- Born: October 25, 1866 Fredericksburg, Virginia, U.S.
- Died: September 30, 1948 (aged 81) Washington, D.C., U.S.
- Known for: Vitascope

= Thomas Armat =

American mechanic and inventor (1866–1948)

Thomas J. Armat (October 25, 1866 – September 30, 1948) was an American mechanic and inventor, a pioneer of cinema best known through the co-invention of the Edison Vita.
==Education==
Armat studied at the Mechanics Institute in Richmond, Virginia and then in 1894 at the Bliss Electrical School in Washington, D.C., where he met Charles Francis Jenkins. The two classmates teamed up to develop a movie projector using a new kind of intermittent motion mechanism, a "beater mechanism" similar to the one patented 1893 by Georges Demenÿ in France. It was one of the first projectors using what is known as the Latham loop (an extra loop of the film before the transport mechanism to reduce the tension on the film and avoid film breakage, developed independently at the same time by Woodville Latham and his sons). They made their first public projection using their invention, named Phantoscope after an earlier model designed by Jenkins alone, in September 1895 at the Cotton States and International Exposition in Atlanta.
==Controversy==
Following this success, the two co-inventors broke up over patent issues. Jenkins tried to claim sole inventorship, but was turned down and sold out to Armat, who subsequently joined and sold the patent to Thomas Edison, who marketed the machine as the 'Vitascope'. The projector was used in a public screening in New York City beginning April 23, 1896 and lasting more than a week.

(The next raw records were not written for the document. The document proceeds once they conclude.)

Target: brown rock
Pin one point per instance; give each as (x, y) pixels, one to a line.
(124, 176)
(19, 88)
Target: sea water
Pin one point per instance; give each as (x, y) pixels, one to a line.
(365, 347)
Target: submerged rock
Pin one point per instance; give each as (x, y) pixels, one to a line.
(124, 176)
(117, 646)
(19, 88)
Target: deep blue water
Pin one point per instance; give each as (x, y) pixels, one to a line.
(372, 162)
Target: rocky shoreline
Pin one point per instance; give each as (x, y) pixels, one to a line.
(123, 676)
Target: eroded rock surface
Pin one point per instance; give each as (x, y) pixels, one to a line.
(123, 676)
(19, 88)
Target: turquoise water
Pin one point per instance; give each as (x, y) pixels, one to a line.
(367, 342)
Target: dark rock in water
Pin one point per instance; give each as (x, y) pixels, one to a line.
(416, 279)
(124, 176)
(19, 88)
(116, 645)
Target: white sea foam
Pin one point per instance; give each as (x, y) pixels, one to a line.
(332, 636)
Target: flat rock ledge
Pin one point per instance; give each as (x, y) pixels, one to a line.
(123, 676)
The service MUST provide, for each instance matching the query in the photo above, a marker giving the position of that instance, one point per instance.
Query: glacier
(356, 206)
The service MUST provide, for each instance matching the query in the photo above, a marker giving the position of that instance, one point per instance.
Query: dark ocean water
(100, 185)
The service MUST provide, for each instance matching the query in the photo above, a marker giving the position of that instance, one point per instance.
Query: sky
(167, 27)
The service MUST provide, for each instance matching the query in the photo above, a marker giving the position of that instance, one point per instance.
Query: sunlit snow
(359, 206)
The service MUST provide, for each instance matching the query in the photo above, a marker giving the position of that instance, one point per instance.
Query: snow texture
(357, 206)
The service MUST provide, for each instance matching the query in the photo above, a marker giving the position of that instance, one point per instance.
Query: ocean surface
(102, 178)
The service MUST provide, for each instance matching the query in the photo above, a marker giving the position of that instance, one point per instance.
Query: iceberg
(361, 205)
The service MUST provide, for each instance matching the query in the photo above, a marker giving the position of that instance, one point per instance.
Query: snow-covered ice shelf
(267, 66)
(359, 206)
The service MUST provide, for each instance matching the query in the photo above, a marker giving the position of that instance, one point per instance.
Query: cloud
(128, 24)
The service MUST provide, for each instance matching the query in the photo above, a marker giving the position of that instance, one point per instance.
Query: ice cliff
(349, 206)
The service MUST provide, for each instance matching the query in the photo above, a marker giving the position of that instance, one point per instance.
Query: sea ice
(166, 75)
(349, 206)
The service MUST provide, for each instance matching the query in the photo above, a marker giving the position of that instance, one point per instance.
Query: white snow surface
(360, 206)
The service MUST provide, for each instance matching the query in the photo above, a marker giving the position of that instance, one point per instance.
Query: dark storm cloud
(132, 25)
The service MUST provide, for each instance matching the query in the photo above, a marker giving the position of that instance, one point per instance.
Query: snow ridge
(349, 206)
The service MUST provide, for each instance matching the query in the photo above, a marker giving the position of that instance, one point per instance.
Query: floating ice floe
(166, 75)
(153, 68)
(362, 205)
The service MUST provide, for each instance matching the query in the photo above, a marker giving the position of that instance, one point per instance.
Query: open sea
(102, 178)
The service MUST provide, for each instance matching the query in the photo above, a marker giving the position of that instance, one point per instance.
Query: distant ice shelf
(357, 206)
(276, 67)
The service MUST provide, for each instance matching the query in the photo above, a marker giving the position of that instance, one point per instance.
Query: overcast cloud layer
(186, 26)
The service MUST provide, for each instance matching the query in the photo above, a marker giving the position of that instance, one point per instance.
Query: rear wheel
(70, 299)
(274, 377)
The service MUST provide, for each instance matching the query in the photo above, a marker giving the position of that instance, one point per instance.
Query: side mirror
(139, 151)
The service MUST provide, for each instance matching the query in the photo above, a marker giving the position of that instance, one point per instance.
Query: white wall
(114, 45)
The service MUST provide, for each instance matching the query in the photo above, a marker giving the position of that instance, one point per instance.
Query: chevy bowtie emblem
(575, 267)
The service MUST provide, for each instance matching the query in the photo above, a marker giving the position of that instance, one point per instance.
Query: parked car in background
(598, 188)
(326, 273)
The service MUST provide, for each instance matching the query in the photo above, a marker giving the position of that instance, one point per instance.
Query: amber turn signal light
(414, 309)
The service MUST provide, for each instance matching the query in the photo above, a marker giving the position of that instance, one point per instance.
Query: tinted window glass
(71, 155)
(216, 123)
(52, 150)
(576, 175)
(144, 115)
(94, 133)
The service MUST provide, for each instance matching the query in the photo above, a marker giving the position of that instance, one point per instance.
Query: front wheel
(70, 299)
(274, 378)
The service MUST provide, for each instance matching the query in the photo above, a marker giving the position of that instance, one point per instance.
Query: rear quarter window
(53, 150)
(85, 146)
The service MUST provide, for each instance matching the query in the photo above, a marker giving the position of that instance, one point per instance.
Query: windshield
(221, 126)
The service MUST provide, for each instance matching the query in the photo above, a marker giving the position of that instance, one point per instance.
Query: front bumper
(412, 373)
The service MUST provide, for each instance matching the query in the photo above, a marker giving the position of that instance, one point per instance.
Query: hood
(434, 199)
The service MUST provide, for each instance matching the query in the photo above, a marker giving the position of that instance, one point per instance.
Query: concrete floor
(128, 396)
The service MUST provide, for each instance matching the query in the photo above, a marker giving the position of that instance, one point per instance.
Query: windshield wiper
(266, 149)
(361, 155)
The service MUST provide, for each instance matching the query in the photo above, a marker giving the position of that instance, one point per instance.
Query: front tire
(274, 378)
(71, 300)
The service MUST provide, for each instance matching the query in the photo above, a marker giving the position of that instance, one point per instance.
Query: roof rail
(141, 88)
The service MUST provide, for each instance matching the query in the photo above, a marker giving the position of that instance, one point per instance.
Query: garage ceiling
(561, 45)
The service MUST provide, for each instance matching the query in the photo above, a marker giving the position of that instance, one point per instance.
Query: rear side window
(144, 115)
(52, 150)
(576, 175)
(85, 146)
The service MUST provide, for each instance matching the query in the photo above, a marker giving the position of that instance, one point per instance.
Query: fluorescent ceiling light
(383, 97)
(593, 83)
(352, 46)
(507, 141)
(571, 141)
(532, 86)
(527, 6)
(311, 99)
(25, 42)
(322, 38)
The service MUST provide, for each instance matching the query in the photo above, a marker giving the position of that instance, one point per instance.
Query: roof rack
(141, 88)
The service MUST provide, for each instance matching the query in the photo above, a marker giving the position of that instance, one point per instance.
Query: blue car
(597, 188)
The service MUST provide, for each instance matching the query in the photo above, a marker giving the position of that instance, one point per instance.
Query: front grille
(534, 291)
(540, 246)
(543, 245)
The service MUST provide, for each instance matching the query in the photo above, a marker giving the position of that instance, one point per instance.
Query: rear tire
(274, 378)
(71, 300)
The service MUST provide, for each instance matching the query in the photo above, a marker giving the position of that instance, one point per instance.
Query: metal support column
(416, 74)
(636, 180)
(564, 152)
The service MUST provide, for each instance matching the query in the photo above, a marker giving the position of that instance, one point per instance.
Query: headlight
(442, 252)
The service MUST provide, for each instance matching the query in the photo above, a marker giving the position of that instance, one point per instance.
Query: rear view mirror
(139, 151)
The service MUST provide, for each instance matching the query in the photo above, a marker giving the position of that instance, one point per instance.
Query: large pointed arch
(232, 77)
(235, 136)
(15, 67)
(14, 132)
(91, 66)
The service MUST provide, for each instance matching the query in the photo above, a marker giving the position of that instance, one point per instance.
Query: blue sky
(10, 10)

Working for Edison, Armat refined the projector in 1897 by replacing the beater mechanism with a more precise Geneva drive, duplicating an invention made a year earlier in Germany by Oskar Messter and Max Griewe and in England by Robert William Paul.

In 1947, Armat and William Nicholas Selig, Albert E. Smith and George Kirke Spoor were awarded a Special Academy Award as representatives of the movie pioneers for their contributions to the film business.

He died on September 30, 1948.

In 2011, he was inducted, posthumously, into the National Inventors Hall of Fame.